Building RAG Pipelines

From chunking strategies and embedding models to vector databases, hybrid search, re-ranking, and evaluation — the complete RAG engineering guide.

RAG Engineering

Building a production RAG system goes far beyond “put documents in a vector store.” Each component requires careful engineering decisions.

Document Processing

Loading

Handle diverse formats: PDF (use unstructured.io or PyMuPDF), HTML (BeautifulSoup), DOCX (python-docx), spreadsheets, emails.

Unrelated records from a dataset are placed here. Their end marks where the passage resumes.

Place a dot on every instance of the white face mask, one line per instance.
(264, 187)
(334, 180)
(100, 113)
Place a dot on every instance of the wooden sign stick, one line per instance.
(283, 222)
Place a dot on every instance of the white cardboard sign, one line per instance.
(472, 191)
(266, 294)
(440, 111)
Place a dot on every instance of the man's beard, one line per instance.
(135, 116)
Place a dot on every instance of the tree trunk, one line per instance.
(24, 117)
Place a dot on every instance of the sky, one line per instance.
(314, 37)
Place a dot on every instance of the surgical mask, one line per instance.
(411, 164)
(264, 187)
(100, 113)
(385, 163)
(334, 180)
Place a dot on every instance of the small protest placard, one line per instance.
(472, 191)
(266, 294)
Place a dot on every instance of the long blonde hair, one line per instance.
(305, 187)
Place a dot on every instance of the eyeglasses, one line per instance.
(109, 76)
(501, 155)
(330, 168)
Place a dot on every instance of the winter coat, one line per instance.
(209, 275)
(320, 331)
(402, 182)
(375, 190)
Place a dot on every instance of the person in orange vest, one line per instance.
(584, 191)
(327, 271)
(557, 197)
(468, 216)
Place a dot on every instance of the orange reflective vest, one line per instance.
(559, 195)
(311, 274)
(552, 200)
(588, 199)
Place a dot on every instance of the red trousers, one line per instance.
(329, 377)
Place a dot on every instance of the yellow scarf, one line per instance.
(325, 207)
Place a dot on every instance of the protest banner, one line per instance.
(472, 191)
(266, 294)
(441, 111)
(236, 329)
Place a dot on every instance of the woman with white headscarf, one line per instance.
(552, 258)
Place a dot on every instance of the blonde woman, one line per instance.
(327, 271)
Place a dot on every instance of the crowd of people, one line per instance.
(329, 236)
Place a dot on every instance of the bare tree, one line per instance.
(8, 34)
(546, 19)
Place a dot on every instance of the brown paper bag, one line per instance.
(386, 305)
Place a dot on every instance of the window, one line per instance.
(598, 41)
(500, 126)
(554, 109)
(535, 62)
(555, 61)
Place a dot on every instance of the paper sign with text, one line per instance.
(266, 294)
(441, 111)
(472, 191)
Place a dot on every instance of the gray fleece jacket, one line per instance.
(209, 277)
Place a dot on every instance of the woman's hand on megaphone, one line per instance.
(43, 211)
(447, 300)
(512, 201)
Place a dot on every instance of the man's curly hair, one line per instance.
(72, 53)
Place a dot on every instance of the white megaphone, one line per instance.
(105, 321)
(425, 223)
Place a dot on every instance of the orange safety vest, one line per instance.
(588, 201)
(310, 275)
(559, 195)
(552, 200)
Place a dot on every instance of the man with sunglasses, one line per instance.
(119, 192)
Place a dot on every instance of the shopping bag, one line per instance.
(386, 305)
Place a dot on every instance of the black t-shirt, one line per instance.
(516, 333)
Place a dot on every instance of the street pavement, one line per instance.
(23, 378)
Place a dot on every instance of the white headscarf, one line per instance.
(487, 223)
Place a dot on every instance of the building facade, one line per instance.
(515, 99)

Preserve structure — headings, tables, and lists carry semantic meaning.

Chunking Strategies

Strategy	How It Works	Best For
Fixed-size	Split every N tokens with M overlap	Simple documents
Recursive	Split by headings → paragraphs → sentences	Structured content
Semantic	Group by embedding similarity	Mixed-topic documents
Parent-child	Small chunks for retrieval, return parent chunk for context	Precision + context

Recommended starting point: Recursive splitting at 400 tokens with 50-token overlap.

Metadata Enrichment

Attach metadata to each chunk: source document, page number, section heading, date, author. This enables filtered retrieval and citation.

Embeddings

Convert text chunks to vectors that capture semantic meaning.

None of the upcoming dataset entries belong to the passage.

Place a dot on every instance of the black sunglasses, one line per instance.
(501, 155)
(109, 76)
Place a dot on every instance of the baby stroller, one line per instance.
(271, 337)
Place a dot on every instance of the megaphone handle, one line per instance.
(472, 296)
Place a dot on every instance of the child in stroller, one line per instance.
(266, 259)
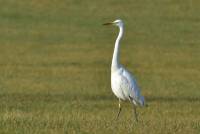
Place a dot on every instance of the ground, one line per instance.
(55, 66)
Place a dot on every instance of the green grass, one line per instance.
(55, 61)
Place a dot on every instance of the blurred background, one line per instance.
(55, 59)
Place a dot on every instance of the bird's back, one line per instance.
(125, 86)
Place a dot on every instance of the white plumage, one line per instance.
(123, 84)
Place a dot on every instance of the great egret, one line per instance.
(123, 84)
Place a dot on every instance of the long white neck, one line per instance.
(115, 60)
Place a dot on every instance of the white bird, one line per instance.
(123, 84)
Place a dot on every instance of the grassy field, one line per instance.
(55, 61)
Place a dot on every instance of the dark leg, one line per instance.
(119, 109)
(135, 113)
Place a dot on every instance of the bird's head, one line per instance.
(117, 22)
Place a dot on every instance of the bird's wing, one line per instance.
(130, 85)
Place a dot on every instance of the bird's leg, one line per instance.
(135, 113)
(119, 109)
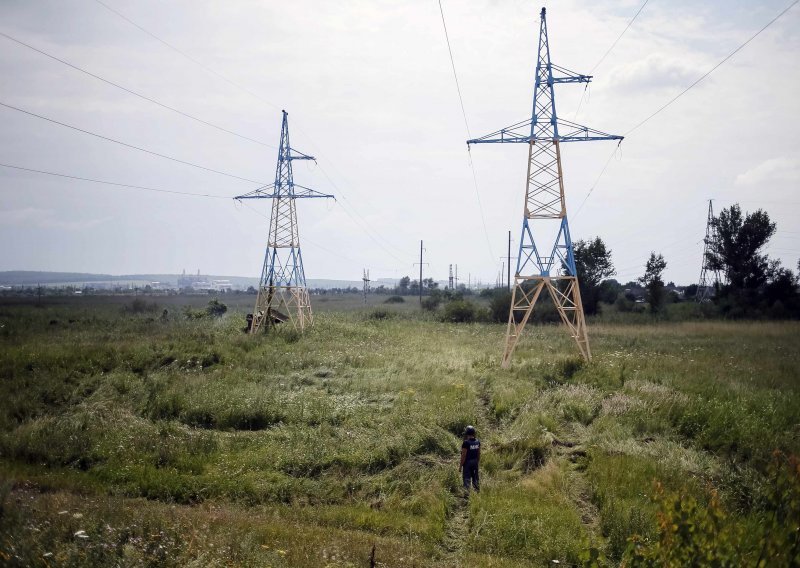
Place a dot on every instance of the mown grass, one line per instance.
(231, 448)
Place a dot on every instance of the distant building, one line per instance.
(221, 285)
(189, 281)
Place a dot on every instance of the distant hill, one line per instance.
(35, 278)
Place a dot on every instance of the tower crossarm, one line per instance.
(521, 133)
(568, 76)
(268, 192)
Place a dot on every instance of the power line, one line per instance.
(175, 49)
(128, 145)
(306, 239)
(122, 185)
(597, 180)
(710, 71)
(244, 89)
(726, 58)
(636, 15)
(469, 135)
(455, 75)
(141, 96)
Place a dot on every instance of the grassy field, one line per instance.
(148, 439)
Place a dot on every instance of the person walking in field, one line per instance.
(470, 459)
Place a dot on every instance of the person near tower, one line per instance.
(470, 459)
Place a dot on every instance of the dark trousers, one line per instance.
(470, 474)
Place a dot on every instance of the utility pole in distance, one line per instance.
(366, 284)
(420, 271)
(508, 278)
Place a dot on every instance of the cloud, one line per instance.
(772, 170)
(654, 72)
(45, 219)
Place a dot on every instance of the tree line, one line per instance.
(751, 285)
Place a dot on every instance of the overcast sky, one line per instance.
(370, 92)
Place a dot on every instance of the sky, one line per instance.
(371, 93)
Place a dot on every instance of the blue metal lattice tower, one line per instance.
(546, 266)
(283, 281)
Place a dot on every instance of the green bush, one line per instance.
(459, 311)
(381, 314)
(216, 308)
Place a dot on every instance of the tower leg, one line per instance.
(567, 301)
(522, 302)
(261, 313)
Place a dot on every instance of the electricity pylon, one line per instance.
(545, 205)
(709, 278)
(283, 281)
(366, 281)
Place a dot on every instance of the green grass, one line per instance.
(186, 442)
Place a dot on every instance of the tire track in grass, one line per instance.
(454, 543)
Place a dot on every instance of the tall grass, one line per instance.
(322, 444)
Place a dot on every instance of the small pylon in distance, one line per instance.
(282, 292)
(709, 278)
(366, 280)
(551, 267)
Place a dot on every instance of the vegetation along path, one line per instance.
(131, 437)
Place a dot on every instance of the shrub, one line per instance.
(380, 314)
(430, 303)
(500, 306)
(216, 308)
(459, 311)
(140, 306)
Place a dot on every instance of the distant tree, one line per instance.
(216, 308)
(737, 251)
(593, 263)
(653, 283)
(500, 306)
(610, 290)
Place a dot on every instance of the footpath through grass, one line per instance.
(134, 439)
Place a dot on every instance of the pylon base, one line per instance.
(566, 296)
(279, 304)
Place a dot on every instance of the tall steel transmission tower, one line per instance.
(282, 292)
(545, 210)
(709, 278)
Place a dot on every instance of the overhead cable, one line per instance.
(710, 71)
(141, 96)
(234, 84)
(636, 15)
(469, 135)
(687, 89)
(106, 138)
(117, 184)
(175, 49)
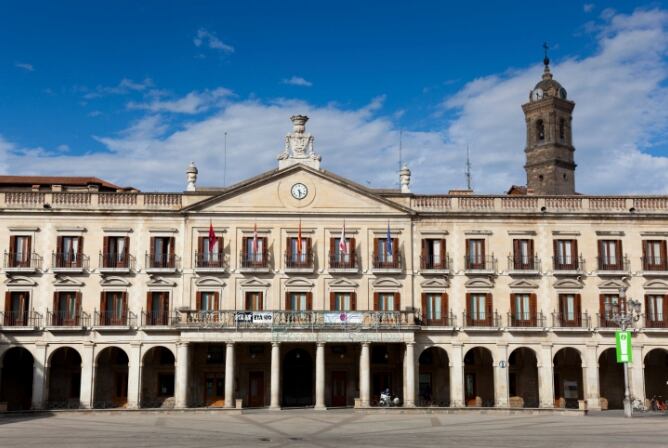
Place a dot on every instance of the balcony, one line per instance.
(519, 265)
(70, 262)
(434, 265)
(387, 265)
(254, 262)
(480, 265)
(116, 263)
(570, 322)
(299, 263)
(210, 261)
(612, 266)
(568, 265)
(25, 263)
(343, 264)
(162, 263)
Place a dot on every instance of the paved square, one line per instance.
(302, 428)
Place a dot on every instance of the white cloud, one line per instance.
(297, 81)
(208, 39)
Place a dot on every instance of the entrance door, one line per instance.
(214, 390)
(339, 386)
(256, 389)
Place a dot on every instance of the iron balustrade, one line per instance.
(26, 261)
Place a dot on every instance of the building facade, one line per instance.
(302, 288)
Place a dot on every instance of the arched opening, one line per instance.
(434, 378)
(656, 373)
(568, 386)
(111, 379)
(523, 378)
(64, 378)
(297, 378)
(479, 377)
(16, 386)
(158, 378)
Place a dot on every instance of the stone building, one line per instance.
(301, 288)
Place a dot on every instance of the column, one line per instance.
(590, 376)
(409, 379)
(181, 386)
(320, 376)
(457, 377)
(501, 376)
(229, 375)
(39, 374)
(87, 376)
(364, 375)
(134, 376)
(275, 375)
(545, 376)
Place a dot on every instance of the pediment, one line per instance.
(479, 282)
(439, 283)
(115, 281)
(209, 281)
(523, 283)
(568, 283)
(326, 193)
(20, 280)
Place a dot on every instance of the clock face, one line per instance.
(299, 191)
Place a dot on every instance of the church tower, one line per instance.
(550, 165)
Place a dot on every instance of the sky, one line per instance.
(132, 92)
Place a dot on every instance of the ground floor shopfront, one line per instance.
(323, 370)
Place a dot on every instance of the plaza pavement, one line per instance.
(334, 428)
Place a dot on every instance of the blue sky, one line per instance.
(132, 91)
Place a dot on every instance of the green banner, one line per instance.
(623, 345)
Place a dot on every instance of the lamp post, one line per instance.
(628, 313)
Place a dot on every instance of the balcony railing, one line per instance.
(210, 260)
(69, 261)
(478, 263)
(526, 320)
(15, 261)
(343, 263)
(155, 261)
(491, 320)
(114, 261)
(434, 263)
(575, 264)
(613, 264)
(20, 319)
(67, 319)
(519, 263)
(575, 320)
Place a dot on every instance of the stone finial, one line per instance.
(191, 177)
(405, 179)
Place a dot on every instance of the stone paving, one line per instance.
(346, 428)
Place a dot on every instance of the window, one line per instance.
(19, 251)
(113, 308)
(654, 255)
(17, 308)
(342, 301)
(566, 254)
(475, 254)
(433, 254)
(115, 251)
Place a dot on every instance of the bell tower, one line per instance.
(550, 164)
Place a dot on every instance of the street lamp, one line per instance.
(627, 313)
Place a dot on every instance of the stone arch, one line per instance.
(568, 384)
(434, 377)
(111, 378)
(64, 387)
(16, 381)
(523, 378)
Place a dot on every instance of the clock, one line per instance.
(299, 191)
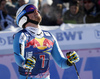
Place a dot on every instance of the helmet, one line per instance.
(21, 16)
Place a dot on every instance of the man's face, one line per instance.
(35, 16)
(88, 4)
(74, 9)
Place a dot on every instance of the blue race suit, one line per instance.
(26, 45)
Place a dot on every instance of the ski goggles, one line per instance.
(30, 8)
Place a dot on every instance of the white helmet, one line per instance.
(21, 16)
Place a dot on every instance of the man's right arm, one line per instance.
(18, 47)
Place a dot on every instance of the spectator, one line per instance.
(35, 2)
(92, 12)
(21, 2)
(48, 17)
(6, 21)
(73, 15)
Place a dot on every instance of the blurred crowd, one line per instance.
(53, 12)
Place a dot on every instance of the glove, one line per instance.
(29, 63)
(72, 58)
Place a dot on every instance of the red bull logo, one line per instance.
(41, 43)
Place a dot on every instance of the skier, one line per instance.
(33, 46)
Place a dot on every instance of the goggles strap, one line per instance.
(29, 20)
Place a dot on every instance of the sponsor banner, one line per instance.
(88, 66)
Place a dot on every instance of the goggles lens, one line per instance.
(30, 8)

Model	Dimensions	Quality	Speed
OpenAI `text-embedding-3-large`	3072	Excellent	Fast (API)
Cohere `embed-v4`	1024	Excellent	Fast (API)
`bge-large-en-v1.5`	1024	Very good	Self-hosted
`all-MiniLM-L6-v2`	384	Good	Very fast

Choose based on your constraints: API models are easy but have cost/privacy implications. Open-source models can run locally.

Vector Databases

Database	Type	Best For
Pinecone	Managed cloud	Production, no ops overhead
Qdrant	Self-hosted or cloud	Flexible, great filtering
ChromaDB	Embedded	Prototyping, small datasets
pgvector	PostgreSQL extension	Already using Postgres
Weaviate	Self-hosted or cloud	Multi-modal search

Retrieval Pipeline

Basic: Vector Search

Query embedding → find top-K nearest chunks → pass to LLM.

Better: Hybrid Search

Combine vector search with BM25 keyword search using Reciprocal Rank Fusion (RRF):

$$RRF(d) = \sum_{r \in R} \frac{1}{k + r(d)}$$

Where $r(d)$ is the rank of document $d$ in each result set, and $k$ is typically 60.

Best: Hybrid Search + Re-ranking

After hybrid retrieval, use a cross-encoder re-ranker (e.g., Cohere Rerank, bge-reranker-v2) to re-score the top 20-50 results and keep the top 5-10.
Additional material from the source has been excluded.